Dans la foulée il fait des heures de navigation sur le Tourmente et passe son permis capacitaire. Il monte un équipage avec Michel Portes, un pilote anthropologue. Il enchaîne une autre saison avec un stagiaire et une matelote.
Dans l’intervalle, en 2021, la ville de Moissac le contacte : le bateau-restaurant vient de s’arrêter, ils ont besoin de le remplacer. Il développe son offre et propose des départs de Moissac avec des repas-croisières et toujours les balades commentées et multiples options. Entre deux saisons, CFM propose une multitude d’offres différentes.
Aujourd’hui, un nouveau projet est mené avec un étudiant ingénieur. Ressort du chapeau le rêve du bateau solaire électrique. Pour 50 000 euros hors-taxe, un bateau sera entièrement reconstruit (sauf la coque) sur le chantier spécialisé dans les bateaux solaires d'Alizé-Electronic à Gréoux-les-Bains (04).
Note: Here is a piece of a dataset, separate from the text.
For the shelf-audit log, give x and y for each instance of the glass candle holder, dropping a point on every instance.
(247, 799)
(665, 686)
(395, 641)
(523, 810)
« J’ai toujours eu l’esprit d’entreprise et j’ai conscience de faire des choses qui ont du sens ». Chez Nicolas, une vision politique de l’entreprise préexiste. Il discute avec les élus de l’ouverture d’un bief sur le Tarn afin de créer cette boucle entre canal de Garonne et le Tarn, entre Moissac et Montauban. Avec Olympe (en hommage à Olympe de Gouges, née dans cette dernière ville) son « petit » bateau déplaçable, il peut aller tester la possibilité d’implanter des activités sur certaines portions du Tarn. « Cela peut motiver VNF et les politiques ».
Il est aussi convaincu que la liaison Toulouse-Bordeaux présente de nombreux atouts, alors pourquoi pas poursuivre l’innovation sur du fret. « Sur cette portion, sans classement Unesco, les possibles sont nombreux. Mais il faut repenser aussi la formation des mariniers. J’aspire à entretenir des bateaux mais je vois que c’est tout un écosystème qui mérite d’être revigoré. La formation, les petites messageries… J’ai la sensation que tout ce que j’ai pu faire jusqu’à présent m’a conduit ici et je me sens utile ».
Sans prétention, Nicolas Périé a envie de s’impliquer, reste attentif à être utile pour la batellerie. On lui espère un territoire à l’écoute et réactif.